Probably the best way to get familiar with `rllib train` is to run
`rllib train --help` and play with your own experiments.

## Evaluating your experiments

Successful training runs generate _checkpoints_ whose performance you can evaluate
with the `rllib evaluate` command.
By default, checkpoints are generated in `~/ray_results/<experiment>/checkpoints/...`,
and you can use can provide the full path to a checkpoint as argument to the evaluate
command.

```{note}
As you've seen earlier, every successful `rllib example run` generates an
`rllib evaluate` command automatically for you from a checkpoint.
The same holds true for `rllib train` runs.
```

If you've run an `rllib train` run locally, you could use such a checkpoint to evaluate
its performance, but for testing purposes you can also evaluate an untrained algorithm
by simply omitting the checkpoint argument:

```{raw} html

<div class="termynal" data-termynal>
    <span data-ty="input"> rllib evaluate --algo PPO --env CartPole-v1</span>
    <span data-ty>Episode #10: reward: 19.1</span>
    <span data-ty>Episode #20: reward: 30.5</span>
    <span data-ty>Episode #30: reward: 19.8</span>
    <span data-ty>Episode #40: reward: 31.2</span>
    <span data-ty>Episode #50: reward: 23.0</span>
</div>

```

Note that the `evaluate` command needs to know about the algorithm and environment
you want to evaluate.
The overall structure of the command itself is slightly simpler than its `train`
counterpart, as there are simply fewer options to configure.

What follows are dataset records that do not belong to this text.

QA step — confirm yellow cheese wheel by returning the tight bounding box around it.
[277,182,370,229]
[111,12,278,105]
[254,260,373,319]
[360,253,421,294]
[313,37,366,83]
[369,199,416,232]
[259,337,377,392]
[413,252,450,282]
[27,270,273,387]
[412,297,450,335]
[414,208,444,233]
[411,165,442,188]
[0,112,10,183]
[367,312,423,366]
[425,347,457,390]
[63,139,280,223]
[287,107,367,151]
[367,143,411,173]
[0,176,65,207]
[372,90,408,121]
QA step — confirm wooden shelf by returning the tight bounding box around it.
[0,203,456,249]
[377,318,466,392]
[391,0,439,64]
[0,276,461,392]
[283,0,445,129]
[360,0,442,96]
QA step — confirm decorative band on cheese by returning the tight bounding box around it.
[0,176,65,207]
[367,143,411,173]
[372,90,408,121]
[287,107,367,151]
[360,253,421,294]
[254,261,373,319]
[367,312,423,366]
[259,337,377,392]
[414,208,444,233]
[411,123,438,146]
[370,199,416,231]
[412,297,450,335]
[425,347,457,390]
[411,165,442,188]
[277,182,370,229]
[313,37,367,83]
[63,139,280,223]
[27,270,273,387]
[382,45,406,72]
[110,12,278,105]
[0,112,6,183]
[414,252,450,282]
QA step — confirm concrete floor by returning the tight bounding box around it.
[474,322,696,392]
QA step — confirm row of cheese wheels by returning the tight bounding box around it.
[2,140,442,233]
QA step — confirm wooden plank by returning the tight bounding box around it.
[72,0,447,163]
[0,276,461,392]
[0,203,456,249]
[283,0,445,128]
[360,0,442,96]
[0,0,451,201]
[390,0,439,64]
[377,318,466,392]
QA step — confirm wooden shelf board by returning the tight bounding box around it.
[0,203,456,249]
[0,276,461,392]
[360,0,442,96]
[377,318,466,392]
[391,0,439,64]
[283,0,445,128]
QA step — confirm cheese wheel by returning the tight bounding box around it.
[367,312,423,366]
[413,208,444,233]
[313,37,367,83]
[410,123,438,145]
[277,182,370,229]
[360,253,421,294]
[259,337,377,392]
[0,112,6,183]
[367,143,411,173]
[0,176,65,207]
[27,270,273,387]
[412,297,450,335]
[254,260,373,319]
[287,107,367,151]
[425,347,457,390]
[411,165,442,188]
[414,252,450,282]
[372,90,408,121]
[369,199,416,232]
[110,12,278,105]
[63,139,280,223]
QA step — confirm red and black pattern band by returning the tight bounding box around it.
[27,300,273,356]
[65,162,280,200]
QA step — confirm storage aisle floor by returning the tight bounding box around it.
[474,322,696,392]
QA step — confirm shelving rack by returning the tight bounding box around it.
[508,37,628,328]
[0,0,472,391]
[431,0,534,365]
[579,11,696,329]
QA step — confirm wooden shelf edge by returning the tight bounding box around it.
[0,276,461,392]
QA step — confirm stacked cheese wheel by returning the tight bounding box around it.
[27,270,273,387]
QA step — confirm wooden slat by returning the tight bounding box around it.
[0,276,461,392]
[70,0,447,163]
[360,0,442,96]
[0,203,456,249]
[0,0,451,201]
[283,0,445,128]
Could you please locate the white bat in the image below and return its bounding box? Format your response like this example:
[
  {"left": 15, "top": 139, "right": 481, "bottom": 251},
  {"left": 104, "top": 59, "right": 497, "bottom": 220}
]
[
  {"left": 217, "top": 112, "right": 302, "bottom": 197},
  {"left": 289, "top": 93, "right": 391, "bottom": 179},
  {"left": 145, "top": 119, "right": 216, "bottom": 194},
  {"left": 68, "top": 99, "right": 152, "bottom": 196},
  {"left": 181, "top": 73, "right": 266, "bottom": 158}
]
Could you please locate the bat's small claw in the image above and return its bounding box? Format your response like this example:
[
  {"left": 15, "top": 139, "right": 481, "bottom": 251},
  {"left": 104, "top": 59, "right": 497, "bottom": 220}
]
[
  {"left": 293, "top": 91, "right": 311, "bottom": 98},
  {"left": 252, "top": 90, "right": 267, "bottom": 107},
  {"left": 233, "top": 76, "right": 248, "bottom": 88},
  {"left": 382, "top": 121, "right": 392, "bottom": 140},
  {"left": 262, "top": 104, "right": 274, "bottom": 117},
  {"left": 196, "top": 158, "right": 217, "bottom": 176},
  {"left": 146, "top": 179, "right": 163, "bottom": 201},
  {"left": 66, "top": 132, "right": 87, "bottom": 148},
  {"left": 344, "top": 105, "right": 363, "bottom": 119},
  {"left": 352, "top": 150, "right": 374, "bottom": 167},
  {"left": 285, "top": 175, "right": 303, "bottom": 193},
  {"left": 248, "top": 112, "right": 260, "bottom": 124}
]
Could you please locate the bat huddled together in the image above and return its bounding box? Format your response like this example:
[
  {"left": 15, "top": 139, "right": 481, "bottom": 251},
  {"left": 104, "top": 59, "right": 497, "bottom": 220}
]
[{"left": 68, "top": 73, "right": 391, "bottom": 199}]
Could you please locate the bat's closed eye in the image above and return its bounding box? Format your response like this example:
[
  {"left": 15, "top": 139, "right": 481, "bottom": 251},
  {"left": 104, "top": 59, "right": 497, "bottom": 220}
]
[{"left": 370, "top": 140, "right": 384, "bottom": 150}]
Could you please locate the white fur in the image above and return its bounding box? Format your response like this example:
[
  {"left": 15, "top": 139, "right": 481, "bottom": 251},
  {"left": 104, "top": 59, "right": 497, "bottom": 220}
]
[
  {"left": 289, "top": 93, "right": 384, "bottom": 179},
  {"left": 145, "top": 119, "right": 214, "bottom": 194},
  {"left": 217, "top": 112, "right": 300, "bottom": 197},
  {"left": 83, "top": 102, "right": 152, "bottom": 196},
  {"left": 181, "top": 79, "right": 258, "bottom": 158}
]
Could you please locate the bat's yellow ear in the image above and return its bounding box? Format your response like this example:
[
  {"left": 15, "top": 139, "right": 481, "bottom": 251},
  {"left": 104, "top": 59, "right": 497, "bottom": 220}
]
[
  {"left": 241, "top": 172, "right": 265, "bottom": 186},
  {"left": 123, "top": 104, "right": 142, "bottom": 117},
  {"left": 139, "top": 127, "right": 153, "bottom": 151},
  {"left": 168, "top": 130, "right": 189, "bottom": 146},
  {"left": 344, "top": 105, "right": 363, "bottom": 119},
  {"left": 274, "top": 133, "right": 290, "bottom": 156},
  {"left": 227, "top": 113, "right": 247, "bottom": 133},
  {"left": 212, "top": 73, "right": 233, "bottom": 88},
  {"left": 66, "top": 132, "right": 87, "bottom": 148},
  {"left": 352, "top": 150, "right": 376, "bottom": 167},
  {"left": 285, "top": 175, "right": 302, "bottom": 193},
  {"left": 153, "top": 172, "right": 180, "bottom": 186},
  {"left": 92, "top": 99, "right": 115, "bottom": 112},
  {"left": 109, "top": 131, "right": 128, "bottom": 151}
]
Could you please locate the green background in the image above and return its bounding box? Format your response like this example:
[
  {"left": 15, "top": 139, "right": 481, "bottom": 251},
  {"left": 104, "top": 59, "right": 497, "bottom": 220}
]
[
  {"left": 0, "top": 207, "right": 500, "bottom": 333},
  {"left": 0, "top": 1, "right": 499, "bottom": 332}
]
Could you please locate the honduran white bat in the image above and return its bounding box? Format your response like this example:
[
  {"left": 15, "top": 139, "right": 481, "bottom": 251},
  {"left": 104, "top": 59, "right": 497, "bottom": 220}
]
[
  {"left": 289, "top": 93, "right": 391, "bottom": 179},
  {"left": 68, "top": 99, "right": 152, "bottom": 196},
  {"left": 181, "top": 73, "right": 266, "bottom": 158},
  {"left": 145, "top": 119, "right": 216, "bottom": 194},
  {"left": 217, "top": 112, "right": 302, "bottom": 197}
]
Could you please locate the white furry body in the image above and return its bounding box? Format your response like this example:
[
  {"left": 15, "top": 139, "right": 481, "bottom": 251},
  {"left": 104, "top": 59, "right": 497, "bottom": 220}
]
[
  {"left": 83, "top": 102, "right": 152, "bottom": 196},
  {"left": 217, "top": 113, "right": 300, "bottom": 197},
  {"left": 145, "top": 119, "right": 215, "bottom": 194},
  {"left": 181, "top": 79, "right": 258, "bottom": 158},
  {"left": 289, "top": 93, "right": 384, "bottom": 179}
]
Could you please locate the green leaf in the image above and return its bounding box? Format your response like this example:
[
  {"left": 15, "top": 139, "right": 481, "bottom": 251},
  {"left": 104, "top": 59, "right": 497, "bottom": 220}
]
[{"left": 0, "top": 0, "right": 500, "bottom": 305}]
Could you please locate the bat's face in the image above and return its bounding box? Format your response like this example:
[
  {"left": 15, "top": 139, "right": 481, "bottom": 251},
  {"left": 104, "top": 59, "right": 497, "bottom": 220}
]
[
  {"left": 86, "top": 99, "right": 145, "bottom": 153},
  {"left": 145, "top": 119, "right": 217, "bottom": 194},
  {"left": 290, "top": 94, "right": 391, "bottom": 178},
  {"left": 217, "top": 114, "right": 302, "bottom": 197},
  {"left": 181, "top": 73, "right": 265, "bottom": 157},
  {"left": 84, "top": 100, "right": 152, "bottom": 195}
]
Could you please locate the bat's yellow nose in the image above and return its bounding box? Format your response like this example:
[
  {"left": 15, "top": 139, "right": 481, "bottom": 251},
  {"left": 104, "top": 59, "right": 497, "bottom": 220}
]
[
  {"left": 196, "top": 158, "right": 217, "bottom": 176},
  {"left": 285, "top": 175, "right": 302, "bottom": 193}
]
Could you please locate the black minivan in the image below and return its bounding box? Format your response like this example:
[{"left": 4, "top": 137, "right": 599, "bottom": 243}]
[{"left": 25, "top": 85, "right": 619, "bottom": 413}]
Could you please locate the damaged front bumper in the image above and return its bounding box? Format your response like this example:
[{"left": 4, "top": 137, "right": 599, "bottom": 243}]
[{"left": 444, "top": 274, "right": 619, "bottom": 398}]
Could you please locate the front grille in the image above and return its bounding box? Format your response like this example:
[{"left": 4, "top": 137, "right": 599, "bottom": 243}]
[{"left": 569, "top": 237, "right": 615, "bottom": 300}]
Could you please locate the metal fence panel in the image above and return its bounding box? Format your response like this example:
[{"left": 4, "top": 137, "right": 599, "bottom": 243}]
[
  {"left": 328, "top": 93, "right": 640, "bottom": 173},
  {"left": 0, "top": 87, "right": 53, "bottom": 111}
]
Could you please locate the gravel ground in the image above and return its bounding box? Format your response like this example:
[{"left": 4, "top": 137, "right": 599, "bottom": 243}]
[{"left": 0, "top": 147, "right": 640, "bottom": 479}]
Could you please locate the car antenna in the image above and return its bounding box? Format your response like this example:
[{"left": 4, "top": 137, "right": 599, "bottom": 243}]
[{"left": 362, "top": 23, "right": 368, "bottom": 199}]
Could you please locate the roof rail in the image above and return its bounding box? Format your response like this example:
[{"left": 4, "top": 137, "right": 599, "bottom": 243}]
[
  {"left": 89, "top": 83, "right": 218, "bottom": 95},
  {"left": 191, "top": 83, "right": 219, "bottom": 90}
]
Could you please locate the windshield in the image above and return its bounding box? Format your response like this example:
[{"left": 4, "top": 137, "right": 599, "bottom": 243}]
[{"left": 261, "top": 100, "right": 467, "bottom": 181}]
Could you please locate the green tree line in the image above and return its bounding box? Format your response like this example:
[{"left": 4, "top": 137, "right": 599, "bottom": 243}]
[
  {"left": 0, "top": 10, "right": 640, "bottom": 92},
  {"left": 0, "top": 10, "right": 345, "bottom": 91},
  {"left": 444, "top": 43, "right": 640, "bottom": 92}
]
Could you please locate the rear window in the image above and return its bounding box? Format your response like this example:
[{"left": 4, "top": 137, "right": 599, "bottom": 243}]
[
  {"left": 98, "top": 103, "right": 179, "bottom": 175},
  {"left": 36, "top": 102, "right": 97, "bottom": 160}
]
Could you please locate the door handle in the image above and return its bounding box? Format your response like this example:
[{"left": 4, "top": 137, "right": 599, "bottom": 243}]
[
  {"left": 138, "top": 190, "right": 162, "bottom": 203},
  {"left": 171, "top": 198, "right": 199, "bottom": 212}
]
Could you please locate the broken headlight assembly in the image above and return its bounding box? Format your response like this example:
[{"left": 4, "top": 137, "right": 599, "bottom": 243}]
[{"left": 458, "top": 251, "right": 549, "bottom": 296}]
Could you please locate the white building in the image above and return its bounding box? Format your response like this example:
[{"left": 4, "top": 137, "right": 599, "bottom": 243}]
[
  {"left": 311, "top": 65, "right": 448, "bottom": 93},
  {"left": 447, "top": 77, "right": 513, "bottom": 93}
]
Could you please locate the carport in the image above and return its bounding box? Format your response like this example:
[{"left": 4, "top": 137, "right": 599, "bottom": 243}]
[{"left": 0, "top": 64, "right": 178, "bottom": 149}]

:::{dropdown} See all `evaluation` command line options
:animate: fade-in-slide-down

```{literalinclude} ../../../rllib/common.py
:language: python
:start-after: __cli_eval_start__
:end-before: __cli_eval_end__
```

:::

## Where to go from here?

Now that you know the three basic commands of the RLlib CLI, namely `train`, `evaluate`
and `example`, you have all the tools you need to run simple RLlib experiments from
the command line.

If you want to learn more about the capabilities of RLlib, you have to learn more about
its [Python API](rllib-training-api) and how to
[configure algorithms](rllib-algo-configuration) in the first place.


[^typer]: The RLlib CLI is built with [Typer](https://typer.tiangolo.com/) and uses
    [Rich](https://rich.readthedocs.io/en/stable/introduction.html) text formatting for
    convenience.

[^formats]: Many of the pre-defined examples are written in YAML,
    but you can also use JSON or Python files.
    The CLI will automatically detect the format of the file you're using.

[^tune]: These stopping conditions are internally picked up by Ray Tune,
    which is used by RLlib under the hood.